General considerations:

• How many PV modules can be installed on a roof or ground mount
  • Shading by items on roof or trees
  • Orientation and tilt
  • Tradeoff of higher efficiency (higher cost) PV modules
  • Multiple orientations vs. inverter technology (ability to mix orientations)
  • Available roof area generally limits the array size
• How much current can be fed back to the utility depends on several factors:
  • There are two basic connection methods per the National Electrical Code (NEC), Supply Side (also called Line Side) and Load Side (more common, connected via a circuit breaker in the main service panel).
  • Load side connection is limited to using an inverter(s) that have a maximum output such that the sum of the inverter outputs multiplied by 125% is less than 20% of the listed ampacity of the buss conductors in the main service panel.  (for example: a 7.7 kW inverter with a maximum output of 32 amps x 125% = 40 amps requires a 200A service panel if the main circuit breaker is 200 amps.)
  • Larger Load Side connections are possible if the rating of the main circuit breaker is reduced (load calculations by a licensed electrician required).
  • Upgrade the main service panel to a solar ready panel.
  • Consider a Supply Side connection.  Usually difficult on residential unless the meter and panel are separate enclosures (not the more common all-in-one design).

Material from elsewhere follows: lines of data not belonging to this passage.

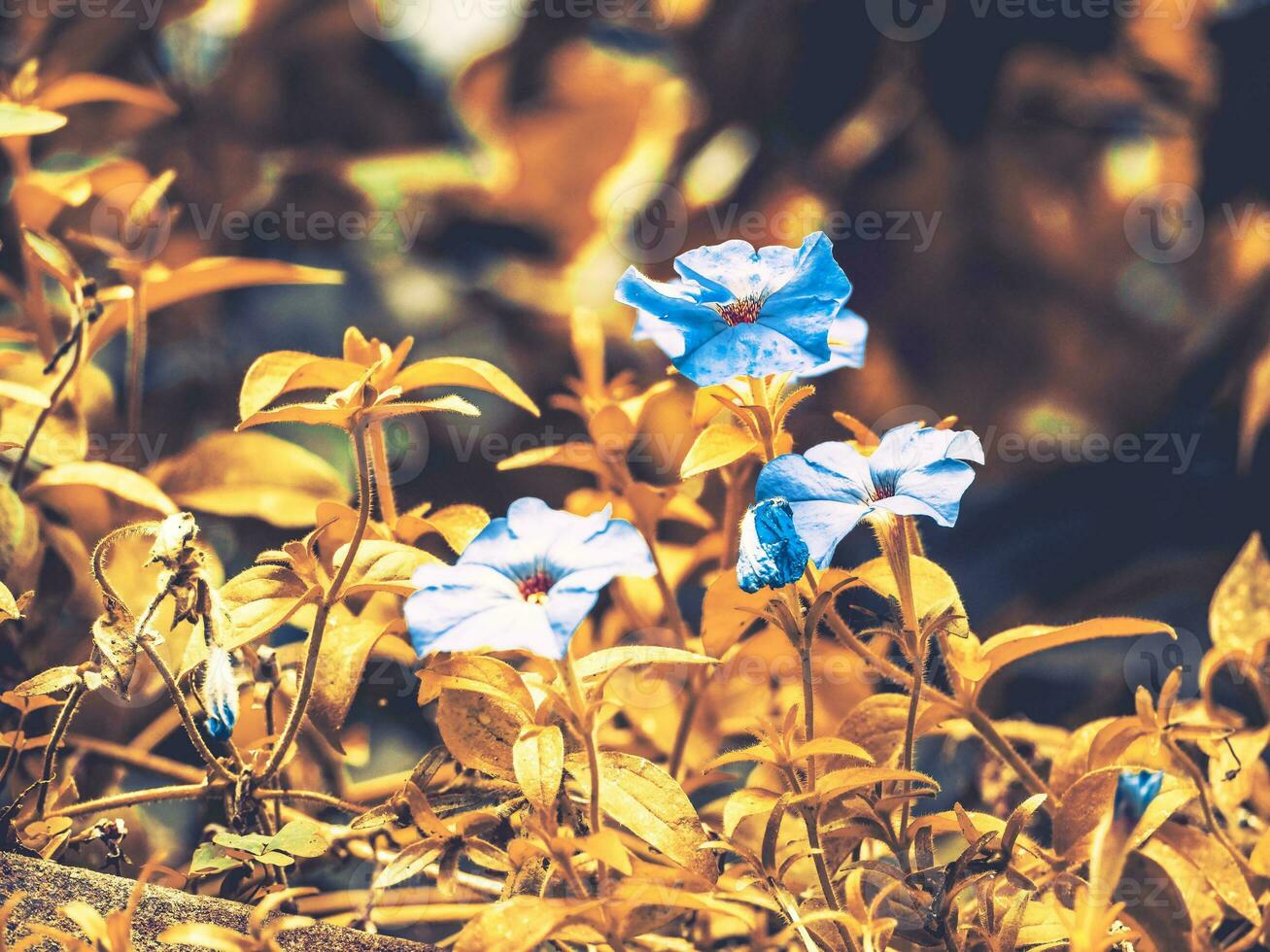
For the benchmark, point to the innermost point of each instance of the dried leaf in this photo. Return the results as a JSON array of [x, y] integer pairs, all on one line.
[[538, 761], [251, 474], [646, 801]]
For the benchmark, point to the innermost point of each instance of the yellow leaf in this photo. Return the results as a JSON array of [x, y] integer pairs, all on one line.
[[99, 476], [714, 447], [260, 599], [383, 566], [282, 371], [28, 120], [480, 731], [646, 801], [1010, 646], [537, 757], [607, 847], [608, 659], [463, 372], [251, 475], [209, 276], [573, 455], [340, 662], [518, 924], [9, 608], [1238, 616], [91, 87]]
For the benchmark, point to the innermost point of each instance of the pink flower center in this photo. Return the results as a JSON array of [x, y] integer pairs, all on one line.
[[741, 311], [534, 588]]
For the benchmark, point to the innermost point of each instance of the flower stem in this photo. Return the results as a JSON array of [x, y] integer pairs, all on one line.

• Consider the economics that vary with the utility and selected rate schedules:
  • The utilities have different rates and requirements.  The main considerations are utility purchase rates for any excess production (PV output at any time exceeds the energy consumed, Fixed charges based on PV rating or inverter rating, and demand charges. Time of Day rates may further complicate the analysis.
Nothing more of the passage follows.